If your healthcare provider thinks you may have non-Hodgkin lymphoma, you will need certain exams and tests done to be sure. Diagnosing non-Hodgkin lymphoma starts with your healthcare provider asking you questions. You will be asked about your health history, your symptoms, risk factors, and family history of disease. Your healthcare provider will also do a physical exam to look for swollen lymph nodes and signs of infection.
A biopsy is done by taking out a tiny piece of tissue (called a sample) so it can be checked for cancer cells. A biopsy is the only sure way to know if you have non-Hodgkin lymphoma.
For a biopsy, the doctor removes a tissue sample from the swollen lymph nodes. The sample is sent to a lab. There, a doctor called a pathologist tests it for cancer cells. Several types of biopsies can be done to look for non-Hodgkin lymphoma.
The different types of biopsies include:
Excisional or incisional biopsy. This is the most common type of biopsy used to diagnose non-Hodgkin lymphoma. For an excisional biopsy, a surgeon cuts through your skin to take out a whole lymph node. For an incisional biopsy, the surgeon also cuts your skin, but takes out only part of the lymph node or tumor. If the lymph node is right under your skin, you may be given medicine to numb the area first. To remove deeper nodes, medicines may be used to make you sleep through the procedure. This kind of biopsy almost always gives the pathologist enough tissue to make a diagnosis.
Fine needle aspiration (FNA) or core needle biopsy. For this type of biopsy, a hollow needle is put through your skin and into the swollen lymph node. Then a syringe is used to pull some tissue into the needle. For FNA, the doctor uses a very thin needle. For core needle, the doctor uses a wider needle. This can take out more tissue. If the tumor is deep inside your body, the surgeon may use an ultrasound or CT scan to see inside your body and guide the needle to the right place. Needle biopsies mean no surgery. But they don’t always remove enough tissue for a definite diagnosis. Because of this, they aren't often used to diagnose non-Hodgkin lymphoma. But hey can help to check for other problems, such as an infection in the lymph nodes.
A pathologist can often see if a person has non-Hodgkin lymphoma by using a microscope to look at the cells taken with the biopsy. But in many cases, other types of lab tests may be needed. The tests help to:
Make sure the diagnosis is correct
Show the type of lymphoma
This information helps the doctor decide on the best treatment plan for you. It also helps give a sense of your likely outcomes (prognosis).
Biopsy samples may be tested with:
Immunohistochemistry. This test can help show different types of non-Hodgkin lymphoma. For this test, part of the biopsy sample is treated with special antibodies that attach to proteins on the lymphoma cells. This causes color changes that can be seen under a microscope.

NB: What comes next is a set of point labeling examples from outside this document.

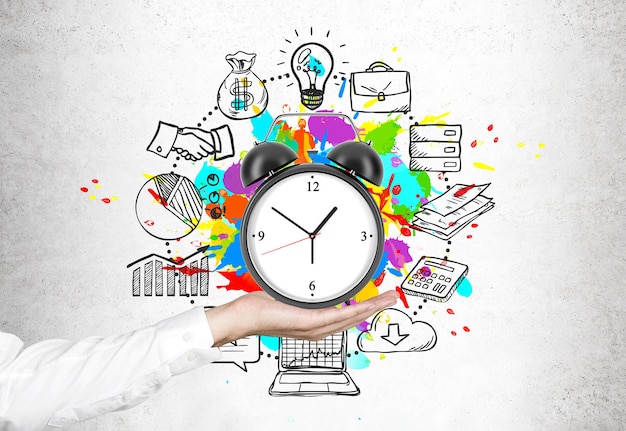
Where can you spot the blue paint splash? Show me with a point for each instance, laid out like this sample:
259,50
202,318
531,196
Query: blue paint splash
465,288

Flow cytometry. This is another test that can help tell the type of non-Hodgkin lymphoma. It looks at more cells than immunohistochemistry. It uses a special machine to see the types of proteins on the outside of the cancer cells. This helps classify the type of lymphoma.
Cytogenetic analysis. The removed cells are grown in a lab. After about 2 to 3 weeks, a pathologist looks at a cell’s chromosomes (pieces of DNA) under a microscope. Some lymphomas have certain chromosome changes that help classify them.
Molecular genetic tests. These tests may also be used to look for chromosome changes at a more detailed genetic or molecular level. They often take less time than cytogenetic tests, so many doctors prefer to use them. These tests include:
FISH (fluorescent in situ hybridization). This test uses special fluorescent dyes that only link to certain parts of chromosomes. FISH can find most chromosome changes that can be seen with standard cytogenetic tests. But it can also find some changes too small to be seen with cytogenetic testing. It's very accurate and only takes a few days.
PCR (polymerase chain reaction). This is a very sensitive DNA test. It can also find some chromosome changes too small to be seen under a microscope. It can do this even if there are very few lymphoma cells in a sample.
Talk with your healthcare provider about how and when you will get your test results. Your provider will also talk with you about other tests that may be needed if non-Hodgkin lymphoma is found. Make sure you understand the results and what happens next.